Venezuelan state television, VTV, released a video conference recording Monday night in which Venezuelan opposition activists are shown to be planning terrorist activities against the government of President Maduro.

The two activists that can be observed in the video are Lorent Gomez Saleh and Gabriel Valles. Valles is president of the Venezuelan oppositional youth organization Operation Liberty.

Both Saleh and Valles are currently under arrest in Venezuela, following their expulsion from Colombia, last September 4, because of activities that “threaten national security, public order, public health, social tranquility, public safety,” in accordance with article 105 of Colombia’s migration law.

When Colombia expelled the two, Venezuelan state authorities immediately apprehended them at the Venezuelan border.

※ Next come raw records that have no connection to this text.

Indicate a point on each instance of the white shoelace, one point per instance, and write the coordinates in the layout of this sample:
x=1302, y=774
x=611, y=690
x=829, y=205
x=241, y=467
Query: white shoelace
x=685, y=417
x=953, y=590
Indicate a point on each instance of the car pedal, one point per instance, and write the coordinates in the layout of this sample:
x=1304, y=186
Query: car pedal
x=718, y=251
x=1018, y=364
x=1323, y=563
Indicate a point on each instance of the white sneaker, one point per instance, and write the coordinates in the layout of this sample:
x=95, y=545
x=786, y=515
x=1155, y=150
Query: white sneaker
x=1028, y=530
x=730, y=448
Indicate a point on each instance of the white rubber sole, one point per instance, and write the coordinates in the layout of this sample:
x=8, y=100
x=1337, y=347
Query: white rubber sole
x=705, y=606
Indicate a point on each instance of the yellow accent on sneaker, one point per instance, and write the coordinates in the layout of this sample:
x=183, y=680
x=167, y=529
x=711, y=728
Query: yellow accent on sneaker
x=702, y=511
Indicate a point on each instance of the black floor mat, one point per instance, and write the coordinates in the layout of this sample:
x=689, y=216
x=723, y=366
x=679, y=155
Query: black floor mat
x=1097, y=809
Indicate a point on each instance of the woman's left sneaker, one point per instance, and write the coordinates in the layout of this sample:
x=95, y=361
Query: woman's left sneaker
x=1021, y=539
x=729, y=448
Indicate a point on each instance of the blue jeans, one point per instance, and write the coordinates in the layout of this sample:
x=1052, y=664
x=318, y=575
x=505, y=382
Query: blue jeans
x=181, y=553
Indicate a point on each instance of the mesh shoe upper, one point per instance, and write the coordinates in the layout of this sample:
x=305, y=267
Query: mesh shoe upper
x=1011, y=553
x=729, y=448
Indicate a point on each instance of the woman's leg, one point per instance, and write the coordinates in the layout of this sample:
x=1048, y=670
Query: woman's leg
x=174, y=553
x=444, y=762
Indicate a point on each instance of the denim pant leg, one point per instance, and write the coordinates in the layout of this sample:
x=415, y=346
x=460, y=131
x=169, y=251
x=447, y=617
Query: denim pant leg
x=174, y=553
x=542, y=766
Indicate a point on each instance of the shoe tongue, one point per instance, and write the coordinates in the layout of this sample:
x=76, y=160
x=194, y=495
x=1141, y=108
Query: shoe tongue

In the video, in which the two are apparently talking while in Colombia to someone who is in Venezuela, they say things such as, “On Monday we are going to take over the bridge, hard, hard…” in the state of Tachira. 

Tachira is a Venezuelan border state that has also been one of the main focal areas for the Venezuelan opposition. There, opposition activists terrorized neighborhoods for several months earlier this year with their street blockades and attacks on government sympathizers, as well as on government buildings and property. 

At another point in the video. Valles says, “We are going to do training … in Bogota,” and goes on to explain, “We have to have all of the vests and rifles ready, as well as the diplomatic cover…”

Apparently Saleh and Valles succeeded in gaining admission to Colombia’s Higher School of War, where they attended a course on “National Defense Orientation.”

Last week, Venezuela’s public prosecutor announced that the two would be charged with up to seven crimes, including “instigation and intimidation of public order, public uncertainty, and spreading false information.”